Campers posing for the camera Campers posing for the camera

GROWING JEWISH IDENTITY & EDUCATION

RECOVERY MEANS

A RETURN TO LIFE-CHANGING SUMMERS AT CAMP

How your gift helped protect summer camps from disaster in the pandemic

An author once wrote that everything magical happens between the months of June and August. Generations of campers at UJA-funded Jewish overnight camps would agree, including those at Camp Ramah in Canada. Since 1960, more than 15,000 young people have grown in their Jewish identity at Ramah, many of whom have gone on to become leaders shaping our community. Environics’ 2018 Survey of Jews in Canada found that almost six in ten Canadian Jews attended an overnight summer camp with Jewish content. That’s why the pandemic’s effects on summer camp were among the crisis’ greatest threats to Jewish life. According to the Canadian Camping Association, at the beginning of the pandemic, COVID-19 had the potential of financially annihilating 1,000 Canadian summer camps by December 2021.7 These threats kept Rabbi Jordan Bendat-Appell awake at night. Jordan is the Director of Camp Ramah—the first Camp Ramah leader forced to shut the camp’s doors in 2020, for the first time in half a century.

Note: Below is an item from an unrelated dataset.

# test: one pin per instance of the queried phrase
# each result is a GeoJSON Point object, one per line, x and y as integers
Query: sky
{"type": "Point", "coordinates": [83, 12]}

“It was very scary,” says Jordan. “It’s a year-round operation that relies on two months for annual revenue. If we can’t run in the summer, how can we sustain this?”


This was the question at the heart of Camp Ramah’s future—a question of survival. But you don’t transform 15,000 lives without making some friends along the way. When Camp Ramah reached out for help, in Jordan’s words, “Our people showed up and responded to the call… it was powerful to see how we weren’t alone.”


SUMMER 2021 WAS UNFORGETTABLE.

In 2020, staff engaged campers with made-for-home programming. As a camp parent himself, Jordan watched his daughter sprint around their home that summer, grabbing items as part of a scavenger hunt. Jordan puts it best: “It was all so camp.”


In the lead up to summer 2021, the possibility of camp reopening was close. Yet Camp Ramah’s situation remained uncertain. Jordan’s team worked closely with lay leaders to plan various scenarios and coordinate extensively with Camp Ramah’s medical community. In all this, Camp Ramah leaned on community institutions like UJA.


“It was not a foregone conclusion that we would survive this,” says Jordan. Why? Families facing serious financial hardship because of the pandemic might choose to keep their kids out of camp. Lower enrolment would have jeopardized the camp’s future. UJA’s investment in significant scholarship dollars during the 2021 and 2022 camping seasons allowed families impacted by the pandemic to continue sending their kids to camp, while meaningfully uplifting our partner camps during a time of enormous financial instability. This kept many kids engaged in the life of our community, despite the crisis.


This builds upon significant funds that UJA provided from the 2020 Emergency Campaign to various partner camps, including Camp Ramah, enabling them to extend financial relief to camper families impacted by the pandemic for the 2021/2022 camping seasons.


When campers arrived in July 2021 at Ramah—after two weeks of mandatory quarantine—they formed social bubbles by cabin for an additional two weeks. After a month of these measures, Camp Ramah was officially one social bubble. “I’ll never forget watching old friends who had been in different cohorts run together and hug, sitting together in our dining hall, singing Happy Birthday—it was amazing,” says Jordan. Summer camp was saved.


Three campers in that bubble were Michelle’s children: Daniel, Sam, and Emma. For Michelle, the Jewish summer camp experience has always been a must-have for raising kids. “At camp, you learn complete independence, and you develop a sense of confidence,” she says. “It’s so important. They learn how to advocate for themselves, how to make new friends. It’s an incomparable experience.”


Camp is always incredible, but in 2021, parents and their children never appreciated camp more. Michelle puts it bluntly: “After all my kids have been through this year, camp was the brightest spot of the year. If they weren’t able to go, I’d have been devastated.”


Camp Ramah, and all other UJA-affiliated summer camps, got through this crisis in part because of your gift. “We’re coming out of this crisis stronger than ever, with more clarity about the importance and transformational power of summer camp,” says Jordan.